Soon before the beginning of the current school year, Bob Graves, the Maine-Endwell High School Spartan Theater Company Director, was asked what they were going to present in 2015-2016. “Would it be another musical or a tragedy?” The questioner (which was not me) went on, “I really liked when you produced those little plays about peace.” Bob wasn’t yet sure what the company was going to do, so he honestly admitted, “we haven’t decided yet.”
Mr. Graves recounted this story in his introduction to this season’s first presentation, “Searching for Peace”, a collection of one-act plays and songs with peace as the central theme. He went on to say, and I paraphrase, “after thinking about all the current wars that are putting American lives at risk, maybe it is time to revisit the theme of peace.” I am glad he made that decision. Too often the courage to trumpet peace is drowned out by the false majesty of war.
The present production was very similar to the 2006 production, but had musical interludes and a couple of additional theatrical acts. The November 7th, 2015 performance was, depending on the piece, poignant, audacious and/or inspirational.
I also had the pleasure of seeing the production in 2006. This production was a reprise of the four original acts – “How Violence Is Ended”, “The Christmas Truce”, “When the Twins Went to War” and “The War Prayer”. The staging was different, but the text was the same. In the Buddhist legend, “How Violence Is Ended”, the clarion call was repeated, “Do not be short-sighted” (seek impulsive revenge) and “Do not be long-sighted” (hold grudges). “The Christmas Truce” recounts the spontaneous cessation of war on Christmas Eve by German and English troops during W.W.I. Hearing “Silent Night”, hauntingly sung, in German, offstage while the English trench soldiers become visibly mesmerized by its serenity was very powerful. The message of Mark Twain’s “The War Prayer” could not resonate more. In that act, a preacher in the pulpit is rallying the congregation to war through biblical passages and patriotic slogans when he is interrupted by a female messenger from God. She proceeds to translate the preacher’s uplifting rhetoric to its barbaric reality. After a prolonged silence of rapt understanding, the congregants declare her insane, and the preacher continues his sermon as the play ends.

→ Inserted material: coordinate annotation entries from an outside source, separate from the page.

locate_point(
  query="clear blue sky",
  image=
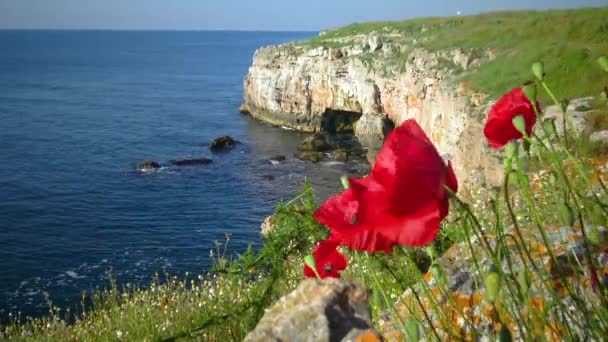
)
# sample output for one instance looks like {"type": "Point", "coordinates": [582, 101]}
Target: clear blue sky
{"type": "Point", "coordinates": [242, 14]}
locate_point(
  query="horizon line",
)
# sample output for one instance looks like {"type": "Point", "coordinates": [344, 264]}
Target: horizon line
{"type": "Point", "coordinates": [152, 30]}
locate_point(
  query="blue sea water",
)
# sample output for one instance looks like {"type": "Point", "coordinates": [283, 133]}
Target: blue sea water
{"type": "Point", "coordinates": [79, 109]}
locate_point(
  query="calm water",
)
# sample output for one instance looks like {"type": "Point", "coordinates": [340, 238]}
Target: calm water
{"type": "Point", "coordinates": [78, 109]}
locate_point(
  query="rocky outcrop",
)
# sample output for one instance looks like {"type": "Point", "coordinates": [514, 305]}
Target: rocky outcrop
{"type": "Point", "coordinates": [147, 165]}
{"type": "Point", "coordinates": [371, 85]}
{"type": "Point", "coordinates": [318, 310]}
{"type": "Point", "coordinates": [190, 162]}
{"type": "Point", "coordinates": [222, 143]}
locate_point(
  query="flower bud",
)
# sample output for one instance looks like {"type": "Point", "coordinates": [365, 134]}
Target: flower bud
{"type": "Point", "coordinates": [309, 260]}
{"type": "Point", "coordinates": [508, 164]}
{"type": "Point", "coordinates": [603, 62]}
{"type": "Point", "coordinates": [549, 127]}
{"type": "Point", "coordinates": [411, 327]}
{"type": "Point", "coordinates": [492, 286]}
{"type": "Point", "coordinates": [511, 150]}
{"type": "Point", "coordinates": [594, 236]}
{"type": "Point", "coordinates": [505, 334]}
{"type": "Point", "coordinates": [567, 214]}
{"type": "Point", "coordinates": [538, 69]}
{"type": "Point", "coordinates": [565, 103]}
{"type": "Point", "coordinates": [553, 178]}
{"type": "Point", "coordinates": [344, 181]}
{"type": "Point", "coordinates": [529, 89]}
{"type": "Point", "coordinates": [523, 280]}
{"type": "Point", "coordinates": [520, 124]}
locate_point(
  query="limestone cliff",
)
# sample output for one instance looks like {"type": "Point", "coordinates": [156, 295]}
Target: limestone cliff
{"type": "Point", "coordinates": [368, 84]}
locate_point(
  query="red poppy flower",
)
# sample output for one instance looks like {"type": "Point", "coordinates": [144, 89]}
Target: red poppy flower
{"type": "Point", "coordinates": [499, 129]}
{"type": "Point", "coordinates": [330, 262]}
{"type": "Point", "coordinates": [401, 202]}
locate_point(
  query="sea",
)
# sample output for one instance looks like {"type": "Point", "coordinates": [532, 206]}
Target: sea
{"type": "Point", "coordinates": [79, 109]}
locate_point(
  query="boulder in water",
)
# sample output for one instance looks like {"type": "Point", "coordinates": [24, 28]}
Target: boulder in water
{"type": "Point", "coordinates": [311, 156]}
{"type": "Point", "coordinates": [223, 143]}
{"type": "Point", "coordinates": [147, 165]}
{"type": "Point", "coordinates": [316, 142]}
{"type": "Point", "coordinates": [276, 159]}
{"type": "Point", "coordinates": [190, 162]}
{"type": "Point", "coordinates": [341, 155]}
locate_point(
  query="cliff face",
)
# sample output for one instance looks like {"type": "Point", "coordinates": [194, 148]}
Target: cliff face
{"type": "Point", "coordinates": [368, 86]}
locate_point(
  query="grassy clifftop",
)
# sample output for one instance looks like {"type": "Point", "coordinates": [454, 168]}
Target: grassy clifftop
{"type": "Point", "coordinates": [568, 41]}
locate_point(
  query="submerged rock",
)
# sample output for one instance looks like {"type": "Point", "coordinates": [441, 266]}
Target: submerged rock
{"type": "Point", "coordinates": [222, 143]}
{"type": "Point", "coordinates": [311, 156]}
{"type": "Point", "coordinates": [147, 165]}
{"type": "Point", "coordinates": [318, 310]}
{"type": "Point", "coordinates": [316, 142]}
{"type": "Point", "coordinates": [276, 159]}
{"type": "Point", "coordinates": [190, 162]}
{"type": "Point", "coordinates": [268, 225]}
{"type": "Point", "coordinates": [341, 155]}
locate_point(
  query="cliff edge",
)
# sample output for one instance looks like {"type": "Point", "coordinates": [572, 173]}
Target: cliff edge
{"type": "Point", "coordinates": [443, 72]}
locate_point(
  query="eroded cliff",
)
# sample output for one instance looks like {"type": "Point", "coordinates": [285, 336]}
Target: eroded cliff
{"type": "Point", "coordinates": [369, 86]}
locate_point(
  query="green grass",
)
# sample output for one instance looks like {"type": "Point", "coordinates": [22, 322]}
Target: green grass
{"type": "Point", "coordinates": [568, 41]}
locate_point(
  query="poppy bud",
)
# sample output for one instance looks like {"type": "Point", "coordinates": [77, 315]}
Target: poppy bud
{"type": "Point", "coordinates": [594, 236]}
{"type": "Point", "coordinates": [538, 69]}
{"type": "Point", "coordinates": [567, 214]}
{"type": "Point", "coordinates": [492, 286]}
{"type": "Point", "coordinates": [565, 103]}
{"type": "Point", "coordinates": [520, 124]}
{"type": "Point", "coordinates": [530, 91]}
{"type": "Point", "coordinates": [603, 62]}
{"type": "Point", "coordinates": [508, 164]}
{"type": "Point", "coordinates": [505, 334]}
{"type": "Point", "coordinates": [549, 127]}
{"type": "Point", "coordinates": [511, 150]}
{"type": "Point", "coordinates": [553, 178]}
{"type": "Point", "coordinates": [523, 279]}
{"type": "Point", "coordinates": [344, 181]}
{"type": "Point", "coordinates": [411, 327]}
{"type": "Point", "coordinates": [309, 260]}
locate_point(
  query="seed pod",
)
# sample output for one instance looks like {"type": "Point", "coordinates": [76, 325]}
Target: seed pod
{"type": "Point", "coordinates": [603, 62]}
{"type": "Point", "coordinates": [411, 327]}
{"type": "Point", "coordinates": [520, 124]}
{"type": "Point", "coordinates": [530, 90]}
{"type": "Point", "coordinates": [523, 279]}
{"type": "Point", "coordinates": [492, 286]}
{"type": "Point", "coordinates": [505, 334]}
{"type": "Point", "coordinates": [567, 214]}
{"type": "Point", "coordinates": [538, 69]}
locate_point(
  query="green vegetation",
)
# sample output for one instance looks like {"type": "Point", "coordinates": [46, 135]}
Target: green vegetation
{"type": "Point", "coordinates": [568, 41]}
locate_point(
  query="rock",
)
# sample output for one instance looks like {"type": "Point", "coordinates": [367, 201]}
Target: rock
{"type": "Point", "coordinates": [311, 156]}
{"type": "Point", "coordinates": [147, 165]}
{"type": "Point", "coordinates": [277, 159]}
{"type": "Point", "coordinates": [222, 143]}
{"type": "Point", "coordinates": [190, 162]}
{"type": "Point", "coordinates": [268, 225]}
{"type": "Point", "coordinates": [268, 177]}
{"type": "Point", "coordinates": [318, 310]}
{"type": "Point", "coordinates": [341, 155]}
{"type": "Point", "coordinates": [315, 143]}
{"type": "Point", "coordinates": [599, 137]}
{"type": "Point", "coordinates": [375, 43]}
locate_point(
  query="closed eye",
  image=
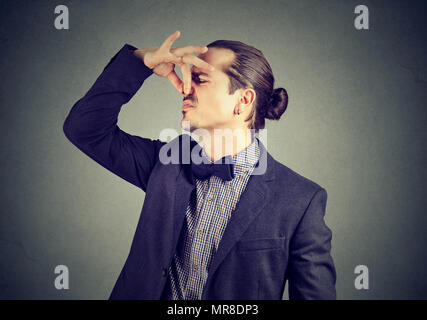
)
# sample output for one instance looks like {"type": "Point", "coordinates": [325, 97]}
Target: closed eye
{"type": "Point", "coordinates": [197, 79]}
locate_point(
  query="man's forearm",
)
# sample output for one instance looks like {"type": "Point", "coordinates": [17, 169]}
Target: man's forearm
{"type": "Point", "coordinates": [97, 111]}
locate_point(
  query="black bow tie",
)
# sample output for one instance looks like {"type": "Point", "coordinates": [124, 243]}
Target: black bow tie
{"type": "Point", "coordinates": [222, 168]}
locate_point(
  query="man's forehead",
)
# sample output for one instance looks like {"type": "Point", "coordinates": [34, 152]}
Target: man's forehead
{"type": "Point", "coordinates": [217, 57]}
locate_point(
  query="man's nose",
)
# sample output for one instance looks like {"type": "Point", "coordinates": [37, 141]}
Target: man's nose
{"type": "Point", "coordinates": [191, 89]}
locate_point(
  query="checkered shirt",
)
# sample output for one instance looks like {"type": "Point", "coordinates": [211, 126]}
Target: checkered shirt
{"type": "Point", "coordinates": [207, 215]}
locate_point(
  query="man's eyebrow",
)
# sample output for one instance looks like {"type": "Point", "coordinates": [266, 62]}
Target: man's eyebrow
{"type": "Point", "coordinates": [198, 73]}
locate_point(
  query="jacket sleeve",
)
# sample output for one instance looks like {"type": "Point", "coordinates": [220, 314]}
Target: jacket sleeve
{"type": "Point", "coordinates": [91, 124]}
{"type": "Point", "coordinates": [311, 271]}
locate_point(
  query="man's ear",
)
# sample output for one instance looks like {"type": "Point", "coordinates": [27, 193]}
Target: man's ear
{"type": "Point", "coordinates": [247, 97]}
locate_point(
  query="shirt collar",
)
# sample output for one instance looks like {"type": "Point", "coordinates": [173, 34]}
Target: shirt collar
{"type": "Point", "coordinates": [245, 159]}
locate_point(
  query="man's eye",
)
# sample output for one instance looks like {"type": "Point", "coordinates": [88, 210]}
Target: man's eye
{"type": "Point", "coordinates": [197, 80]}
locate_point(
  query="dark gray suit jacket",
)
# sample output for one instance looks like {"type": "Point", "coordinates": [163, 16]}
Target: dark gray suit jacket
{"type": "Point", "coordinates": [276, 233]}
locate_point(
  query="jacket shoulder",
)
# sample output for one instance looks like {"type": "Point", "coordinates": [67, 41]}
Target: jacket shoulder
{"type": "Point", "coordinates": [292, 181]}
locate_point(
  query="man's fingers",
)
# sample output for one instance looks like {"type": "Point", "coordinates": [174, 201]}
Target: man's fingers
{"type": "Point", "coordinates": [180, 51]}
{"type": "Point", "coordinates": [167, 44]}
{"type": "Point", "coordinates": [175, 80]}
{"type": "Point", "coordinates": [190, 59]}
{"type": "Point", "coordinates": [186, 77]}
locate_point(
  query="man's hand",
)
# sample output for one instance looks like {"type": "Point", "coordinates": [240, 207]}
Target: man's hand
{"type": "Point", "coordinates": [162, 61]}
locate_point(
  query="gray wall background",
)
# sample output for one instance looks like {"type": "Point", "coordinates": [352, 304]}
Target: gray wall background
{"type": "Point", "coordinates": [355, 124]}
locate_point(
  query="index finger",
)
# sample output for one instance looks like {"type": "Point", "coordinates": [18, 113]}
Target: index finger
{"type": "Point", "coordinates": [167, 44]}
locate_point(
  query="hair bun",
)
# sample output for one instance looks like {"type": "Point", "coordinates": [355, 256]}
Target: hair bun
{"type": "Point", "coordinates": [278, 104]}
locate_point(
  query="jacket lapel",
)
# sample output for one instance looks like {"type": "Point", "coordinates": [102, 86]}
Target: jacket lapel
{"type": "Point", "coordinates": [253, 199]}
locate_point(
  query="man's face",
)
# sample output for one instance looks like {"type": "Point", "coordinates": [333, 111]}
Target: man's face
{"type": "Point", "coordinates": [213, 106]}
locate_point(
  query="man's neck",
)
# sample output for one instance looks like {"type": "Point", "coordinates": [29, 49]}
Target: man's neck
{"type": "Point", "coordinates": [217, 146]}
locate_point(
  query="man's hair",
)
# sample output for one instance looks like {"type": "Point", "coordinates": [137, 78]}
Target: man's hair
{"type": "Point", "coordinates": [250, 69]}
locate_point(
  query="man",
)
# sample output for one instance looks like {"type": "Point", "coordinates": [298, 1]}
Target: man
{"type": "Point", "coordinates": [237, 225]}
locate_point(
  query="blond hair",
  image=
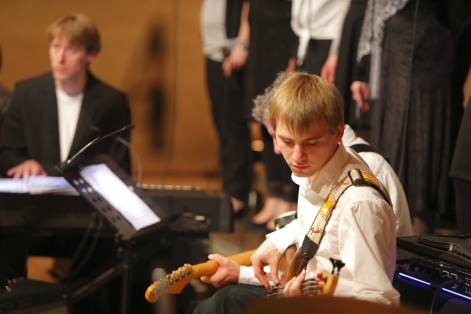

During the interludes, talented musicians within the cast amplified the powerful content from the dramatic acts. A faculty member sang, in French, a WWI protest song (while a translation was shown simultaneously) that included the words, “President, if blood be shed, let it be yours.” John Lennon’s “Imagine” and “Let It Be” were sung to echo the non-violent sentiment of the production. The evening ended with the entire cast and audience singing Lennon’s “Give Peace a Chance”.
We all do have to participate in giving peace a chance. This production surely helped us see and hear how.